Residence: New York City
Her start in art: Growing up on a farm in Virginia, I wasn’t allowed to watch TV. My mother liked to paint, so in place of TV, my brother and I learned to make paintings around the farm. In high school, I had a wonderful art teacher named Mrs. Ackerman. Her words still ring in my head as a constant mantra: “Paint what is there, not what you think is there.”
I went to the School of Arts at Purchase College (part of the State University of New York) but studied dance, not art. I gained a solid understanding of composition and design for dance and later realized that the concepts are identical in painting. As an adult I’ve studied in New York City at the Art Students League, the School of Visual Arts and, most recently, at Grand Central Academy. Although I’ve been painting and drawing my entire life, I only started showing my art in shows and galleries eight years ago.
I have three paid professions: Painting, performing and choreographing dance and software testing. They’re all modular and flexible. I find that they access the same concepts of composition and design from slightly different directions.
Styles and process: I work primarily in watercolor on paper and claybord. I’m a realist painter and mainly do portraits. I work from life and from photos—I particularly depend on photos when animals and children are involved. My main palette is sepia, raw umber, burnt umber, raw sienna, burnt sienna, yellow ochre, ultramarine blue, cerulean blue, quinacridone purple, cadmium red, cadmium lemon yellow, ivory black and titanium white.

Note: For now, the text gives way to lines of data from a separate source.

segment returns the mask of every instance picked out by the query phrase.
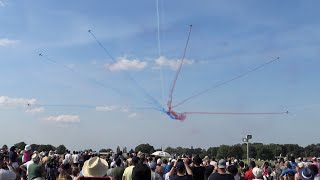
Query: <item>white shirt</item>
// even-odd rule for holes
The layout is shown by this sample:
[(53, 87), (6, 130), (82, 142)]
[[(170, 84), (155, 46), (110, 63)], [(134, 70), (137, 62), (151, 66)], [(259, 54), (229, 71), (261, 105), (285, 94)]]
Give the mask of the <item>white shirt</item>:
[(33, 164), (33, 161), (32, 161), (32, 160), (30, 160), (30, 161), (28, 161), (28, 162), (26, 162), (26, 163), (22, 164), (22, 166), (24, 166), (24, 167), (26, 167), (26, 168), (27, 168), (27, 175), (28, 175), (28, 168), (29, 168), (30, 164)]
[(236, 174), (235, 176), (233, 176), (234, 177), (234, 180), (240, 180), (240, 176), (239, 176), (239, 174)]
[(68, 162), (68, 163), (70, 163), (70, 162), (72, 162), (72, 156), (71, 156), (71, 154), (66, 154), (65, 156), (64, 156), (64, 159)]
[(73, 154), (72, 155), (72, 162), (73, 163), (79, 163), (79, 155), (78, 154)]
[(164, 180), (170, 180), (169, 177), (170, 177), (170, 176), (169, 176), (169, 173), (167, 173), (166, 175), (164, 175)]
[(0, 169), (0, 180), (15, 180), (16, 174), (10, 170)]

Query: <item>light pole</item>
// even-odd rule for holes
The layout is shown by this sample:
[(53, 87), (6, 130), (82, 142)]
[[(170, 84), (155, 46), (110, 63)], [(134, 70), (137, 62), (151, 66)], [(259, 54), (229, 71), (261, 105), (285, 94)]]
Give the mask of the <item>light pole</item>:
[(249, 165), (250, 158), (249, 158), (249, 139), (252, 139), (252, 135), (247, 135), (245, 138), (242, 139), (243, 142), (247, 143), (247, 163)]

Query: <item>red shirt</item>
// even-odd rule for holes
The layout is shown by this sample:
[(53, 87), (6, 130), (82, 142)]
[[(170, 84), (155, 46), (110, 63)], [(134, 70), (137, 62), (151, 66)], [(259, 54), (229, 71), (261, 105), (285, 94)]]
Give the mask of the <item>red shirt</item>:
[(252, 169), (250, 169), (246, 173), (244, 173), (243, 180), (252, 180), (252, 179), (254, 179), (254, 175), (252, 173)]

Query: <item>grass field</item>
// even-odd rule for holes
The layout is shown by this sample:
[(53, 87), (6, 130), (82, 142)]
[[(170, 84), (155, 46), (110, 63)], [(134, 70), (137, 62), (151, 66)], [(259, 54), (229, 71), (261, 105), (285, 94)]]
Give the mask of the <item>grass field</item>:
[[(245, 164), (248, 164), (247, 160), (243, 160), (243, 162)], [(264, 163), (264, 161), (255, 161), (255, 162), (256, 162), (256, 165), (259, 166), (259, 167), (261, 167), (263, 165), (263, 163)], [(271, 162), (271, 165), (274, 165), (273, 162)]]

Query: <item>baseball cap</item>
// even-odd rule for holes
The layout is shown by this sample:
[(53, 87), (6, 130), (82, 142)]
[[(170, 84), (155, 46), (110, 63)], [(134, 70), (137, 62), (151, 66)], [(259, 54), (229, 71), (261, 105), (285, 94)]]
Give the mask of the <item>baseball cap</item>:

About this painting: The eyes of a subject are the biggest inspiration for me. The stark, dramatic coloring of this particular cat was also an inspiration, and the cat was very playful. I typically work on paintings for about 40 hours; this painting took 30.
With L.B. I discovered that, after I finish main coloring and details of the eye, if I lay down titanium white over it, it gives the filmy impression of a cornea. In many watercolor classes, students are told not to use white or black, but I think artists should constantly experiment and find out what they like.
The name of this painting is an acronym for Little Bastard. Anyone who’s had a young animal (and a dry sense of humor) will understand why the kitten was called that. But according to his owners, he grew up to be a very sweet cat, but the name stuck.